What is it like to be a microbe? How do you perceive the environment? And how are you influenced by said environment? These questions are at the heart of my research: the study of (industrial) bioprocesses from the microbial perspective. 

My group focuses on fermentation, starting from the perspective of large-scale operations. What kind of conditions (and gradients therein) do organisms encounter in large-scale fermentor and how do cells respond to these conditions. To this end, we focus on the use of lifelines – the fluctuations in their external environment that cells perceive during their lifetime inside a bioreactor. In the end, our aim is to improve process performance by optimizing the process (equipment/operating conditions) as well as the microbe (robustness towards industrial conditions).

We focus on the development of tools and models to get more insight in industrial fermentation processes, in particular the following:

  • Computational fluid dynamics (CFD) for bioprocesses: we make heavy use of CFD to gain insight into industrial-scale fermentations. We mainly focus on the implementation of microbial models in CFD simulations and using Euler-Lagrange CFD simulations to collect lifelines. We are furthermore interested in the use of these models (process improvement, scale-down guidance) as well as improvement of the hydrodynamic description (gas-phase behavior, rheology, …)  
  • Downscaling from the microbial perspective: we are interested in translating the lifelines collected with the simulations above to representative scale-down simulators, assessing the microbial response in said simulators, and translating results back to metabolic models for usage in process simulations. Our interests range from ‘classical’ bench-scale downscaling as well as novel micro-downscaling approaches.
  • Coarse-grained simulations: how can we create simulations that sufficiently represent industrial-scale environments, while being computationally tractable? What is required for a proper ‘digital twin’ of an industrial bioprocess?  We are interested in both mechanistic and data-driven approaches. 

Our research interests link to a broad range of competences and topics that are outside of our core expertise. In addition, our interests link strongly to the industrial context and practical challenges encountered in the biotechnological industry. As such, we are very open to exploring both industrial and academic collaborations. Do you have questions, ideas or expertise (potentially) related to my research interests? Let's get in touch! I’m always open to have a (virtual) discussion and see where our interests meet.

I am highly passionate about teaching, in particular about establishing a connection between timely research topics and education and the inclusion of sustainability in education. Education is not just a matter of transferring information, but also about engaging and enabling students to pursue their passions. Other topics that interest me in the context of education are: virtual labs/plants (digital twins) for practical education, blended learning, balancing academic freedom with training industry-ready engineers, and engaging with societal relevance.

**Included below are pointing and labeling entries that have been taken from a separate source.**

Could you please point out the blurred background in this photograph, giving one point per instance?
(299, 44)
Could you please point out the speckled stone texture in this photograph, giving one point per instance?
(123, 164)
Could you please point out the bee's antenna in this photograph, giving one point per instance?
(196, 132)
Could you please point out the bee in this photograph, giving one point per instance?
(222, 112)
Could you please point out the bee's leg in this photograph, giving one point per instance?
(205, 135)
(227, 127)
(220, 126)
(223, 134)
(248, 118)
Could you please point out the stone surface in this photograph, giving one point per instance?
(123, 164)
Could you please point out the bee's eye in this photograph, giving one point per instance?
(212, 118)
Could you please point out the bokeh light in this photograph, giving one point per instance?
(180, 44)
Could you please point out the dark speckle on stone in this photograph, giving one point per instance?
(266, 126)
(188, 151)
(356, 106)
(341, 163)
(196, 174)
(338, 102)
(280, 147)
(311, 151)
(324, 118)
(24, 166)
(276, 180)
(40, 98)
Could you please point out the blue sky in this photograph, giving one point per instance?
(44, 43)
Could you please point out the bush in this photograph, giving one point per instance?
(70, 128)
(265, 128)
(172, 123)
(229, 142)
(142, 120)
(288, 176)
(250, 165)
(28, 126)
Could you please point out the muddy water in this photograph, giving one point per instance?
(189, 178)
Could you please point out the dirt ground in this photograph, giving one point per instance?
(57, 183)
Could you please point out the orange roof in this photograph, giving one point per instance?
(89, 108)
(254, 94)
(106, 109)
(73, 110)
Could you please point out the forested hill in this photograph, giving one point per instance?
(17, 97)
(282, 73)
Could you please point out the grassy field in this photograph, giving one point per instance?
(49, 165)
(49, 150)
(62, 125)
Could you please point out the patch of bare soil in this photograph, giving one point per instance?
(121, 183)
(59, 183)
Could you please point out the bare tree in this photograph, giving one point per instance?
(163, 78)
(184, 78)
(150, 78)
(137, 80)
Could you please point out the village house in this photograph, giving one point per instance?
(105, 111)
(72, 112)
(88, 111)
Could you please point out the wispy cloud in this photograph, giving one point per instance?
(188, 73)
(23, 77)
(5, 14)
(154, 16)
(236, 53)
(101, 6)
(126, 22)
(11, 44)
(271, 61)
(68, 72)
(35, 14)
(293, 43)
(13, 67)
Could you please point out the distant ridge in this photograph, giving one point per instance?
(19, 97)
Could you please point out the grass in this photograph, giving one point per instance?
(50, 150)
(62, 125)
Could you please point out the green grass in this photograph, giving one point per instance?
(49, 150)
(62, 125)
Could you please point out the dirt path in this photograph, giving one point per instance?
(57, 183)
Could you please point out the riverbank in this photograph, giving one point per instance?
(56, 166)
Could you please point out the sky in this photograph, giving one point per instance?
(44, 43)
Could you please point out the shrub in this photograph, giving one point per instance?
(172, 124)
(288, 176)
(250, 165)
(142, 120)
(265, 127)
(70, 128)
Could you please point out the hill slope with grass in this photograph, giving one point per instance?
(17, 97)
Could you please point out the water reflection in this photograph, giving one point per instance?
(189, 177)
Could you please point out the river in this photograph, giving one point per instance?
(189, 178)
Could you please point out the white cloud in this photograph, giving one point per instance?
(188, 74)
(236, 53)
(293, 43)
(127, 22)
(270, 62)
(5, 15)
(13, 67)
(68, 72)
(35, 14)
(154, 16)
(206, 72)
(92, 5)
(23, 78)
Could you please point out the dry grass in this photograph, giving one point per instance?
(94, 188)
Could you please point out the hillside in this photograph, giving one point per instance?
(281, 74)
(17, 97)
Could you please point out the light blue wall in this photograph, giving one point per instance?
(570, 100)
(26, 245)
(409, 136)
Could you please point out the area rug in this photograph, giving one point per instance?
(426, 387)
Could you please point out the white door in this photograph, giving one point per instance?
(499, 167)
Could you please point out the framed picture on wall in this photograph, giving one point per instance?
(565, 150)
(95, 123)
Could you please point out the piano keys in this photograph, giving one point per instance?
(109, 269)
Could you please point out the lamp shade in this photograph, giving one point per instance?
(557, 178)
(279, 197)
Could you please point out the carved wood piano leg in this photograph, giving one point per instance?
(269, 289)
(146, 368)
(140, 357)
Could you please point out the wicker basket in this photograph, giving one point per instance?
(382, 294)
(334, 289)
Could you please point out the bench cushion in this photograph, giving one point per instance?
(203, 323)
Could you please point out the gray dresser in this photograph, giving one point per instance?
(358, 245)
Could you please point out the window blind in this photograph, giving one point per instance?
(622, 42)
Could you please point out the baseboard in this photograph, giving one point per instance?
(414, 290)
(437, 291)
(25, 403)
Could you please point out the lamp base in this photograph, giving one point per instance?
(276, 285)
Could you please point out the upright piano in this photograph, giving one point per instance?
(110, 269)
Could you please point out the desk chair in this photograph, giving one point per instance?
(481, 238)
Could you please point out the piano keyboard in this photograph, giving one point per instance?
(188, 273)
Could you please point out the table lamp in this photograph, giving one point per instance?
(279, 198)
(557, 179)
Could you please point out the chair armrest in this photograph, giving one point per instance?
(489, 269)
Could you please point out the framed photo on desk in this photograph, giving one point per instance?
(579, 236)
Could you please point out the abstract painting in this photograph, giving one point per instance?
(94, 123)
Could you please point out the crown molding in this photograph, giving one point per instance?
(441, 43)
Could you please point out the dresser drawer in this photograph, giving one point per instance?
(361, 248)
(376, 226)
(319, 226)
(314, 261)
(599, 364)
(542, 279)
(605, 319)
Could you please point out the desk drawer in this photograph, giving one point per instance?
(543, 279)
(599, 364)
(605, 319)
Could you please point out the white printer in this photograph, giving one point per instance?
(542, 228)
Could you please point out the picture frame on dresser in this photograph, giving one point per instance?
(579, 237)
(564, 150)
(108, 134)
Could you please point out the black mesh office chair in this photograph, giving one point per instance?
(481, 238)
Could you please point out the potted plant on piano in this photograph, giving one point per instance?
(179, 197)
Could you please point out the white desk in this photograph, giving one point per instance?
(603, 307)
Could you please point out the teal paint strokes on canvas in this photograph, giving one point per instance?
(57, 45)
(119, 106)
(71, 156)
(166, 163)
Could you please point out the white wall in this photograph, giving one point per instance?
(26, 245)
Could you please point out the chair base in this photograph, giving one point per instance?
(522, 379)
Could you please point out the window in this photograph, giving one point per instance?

Do you want to chat about these topics – either with concrete ideas, or more on a conceptual/philosophical level? Send me a message! 

About me
Originally from a beautiful, little island called Terschelling, in the North of the Netherlands, I am a chemical engineer with a strong passion for creating a sustainable process industry. I hold a BSc and MSc degree from TU Delft in chemical engineering. These were followed by a PhD (with honors) on CFD simulation of industrial fermentation systems, for which I was awarded the inaugural DECHEMA industrial bioprocess award. I worked as a CFD scientist in the DSM biotechnology center from 2017-2020, applying the knowledge I acquired in my PhD in industrial practice. Since 2021, I work as an assistant professor in the bioprocess engineering group at TU Delft.